Here in the UK where electric is stupidly expensive that on 4U rack unit idling but all nodes on would be in the buying a pint at at least outside of London and posh pubs per day, every day, (Note not a recommendation) where something idling in the usual 15-25w sort of range most home labbers seem to get when they don’t even really try the total for the same number of nodes…
The only way it doesn’t matter is if the system is only on while you are actively using it – in which case awful idle doesn’t matter very much, as while it might get to a more idle state sometimes its going to actually be working.
I bought one on AliExpress 2 days ago for 159€ (179€ – 20€ coupon) including VAT and shipping to France. I don’t know if there will be import taxes.
Lien ? Si ça inclut la TVA, ça veut dire que le prix de base est < 150 donc normalement pas de taxe.
These used to be $50usd not that long ago
At least, I got one for that price, they were all around that at the time…
Don’t reward the scalpers! If you buy one for $250+ you’re gonna have a mediocre machine that’s only worth $120. It will probably be e-waste in 2-3 years.
These modules used to be crazy cheap but then a couple of patches to fix linux kernel support for these playstation APUs landed, phoronix wrote an article about it, and the prices for all of them instantly started doubling. Not really worth it anymore.
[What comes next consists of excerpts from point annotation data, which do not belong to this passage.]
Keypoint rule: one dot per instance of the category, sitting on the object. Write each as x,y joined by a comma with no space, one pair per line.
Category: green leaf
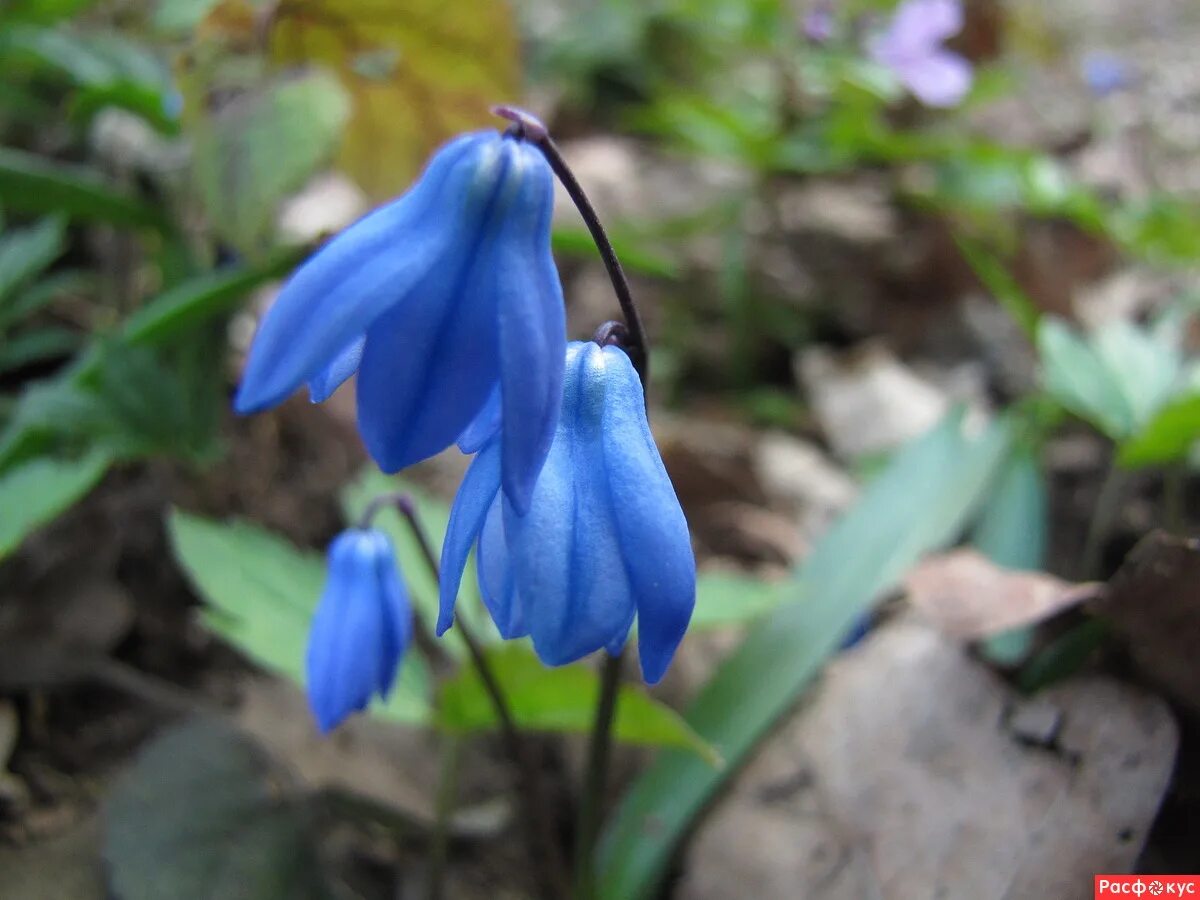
1012,532
262,593
33,184
937,481
262,147
180,17
1000,282
204,814
559,700
1168,437
30,347
726,599
1012,526
41,490
1117,377
27,252
1079,379
42,411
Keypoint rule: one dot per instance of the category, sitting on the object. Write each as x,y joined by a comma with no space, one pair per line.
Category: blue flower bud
438,300
604,538
361,628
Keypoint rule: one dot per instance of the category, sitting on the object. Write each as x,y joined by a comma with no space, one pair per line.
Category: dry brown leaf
1153,603
966,595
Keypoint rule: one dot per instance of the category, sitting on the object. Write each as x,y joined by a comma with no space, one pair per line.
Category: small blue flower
604,538
912,48
438,300
361,628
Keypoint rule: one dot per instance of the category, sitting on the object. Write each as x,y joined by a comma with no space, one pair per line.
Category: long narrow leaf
31,184
922,501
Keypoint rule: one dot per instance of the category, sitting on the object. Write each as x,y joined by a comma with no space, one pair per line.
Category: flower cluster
448,305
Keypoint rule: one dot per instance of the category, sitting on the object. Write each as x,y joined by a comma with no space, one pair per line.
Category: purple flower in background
912,49
819,22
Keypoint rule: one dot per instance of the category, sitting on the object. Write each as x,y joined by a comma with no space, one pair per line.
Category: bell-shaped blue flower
361,628
437,300
604,538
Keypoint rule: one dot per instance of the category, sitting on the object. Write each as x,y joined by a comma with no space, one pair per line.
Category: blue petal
496,582
430,364
340,291
564,552
471,504
330,378
485,424
396,631
532,331
353,649
651,526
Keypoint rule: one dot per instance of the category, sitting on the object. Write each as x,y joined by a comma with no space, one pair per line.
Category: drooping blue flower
604,539
361,628
437,300
912,48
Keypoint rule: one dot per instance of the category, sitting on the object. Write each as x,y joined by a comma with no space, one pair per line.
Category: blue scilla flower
604,538
361,628
438,300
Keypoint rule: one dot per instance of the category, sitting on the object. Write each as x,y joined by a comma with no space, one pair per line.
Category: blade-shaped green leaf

I saw one of these on ebay the other day and gave it some thought for awhile, I dont have the spare cash to burn on something like this, but I am sucker for odd quirky unusual hardware. But the only real reasons why I would actually blow cash on this type of equipment would be if either I could play games on it, or if it could run Folding@Home or Boinc workloads, and according to the other commenters here it pretty much sucks at everything except for generating hashes. And apparently since scalpers are interested in them, maybe hoping for another surge of crypto farming, I hope some scalper ends up with an entire garage full of them getting no sales.
Lol.. Don’t be a hater. Sony released these APU’s to Asrock to prevent e-waste.. Little did they know the open source community would make them work as little linux boxes. They will never be worthless now that they have roaring support for a rather large community. We should all be happy they haven’t been dumped into the bottom of a landfill. If you did your homework.. They’re essentially a Ryzen 2600x + RX6600 with 16GB DDR6 unified memory. If you knew anything about anything you could get these singing with diskless pxe boot.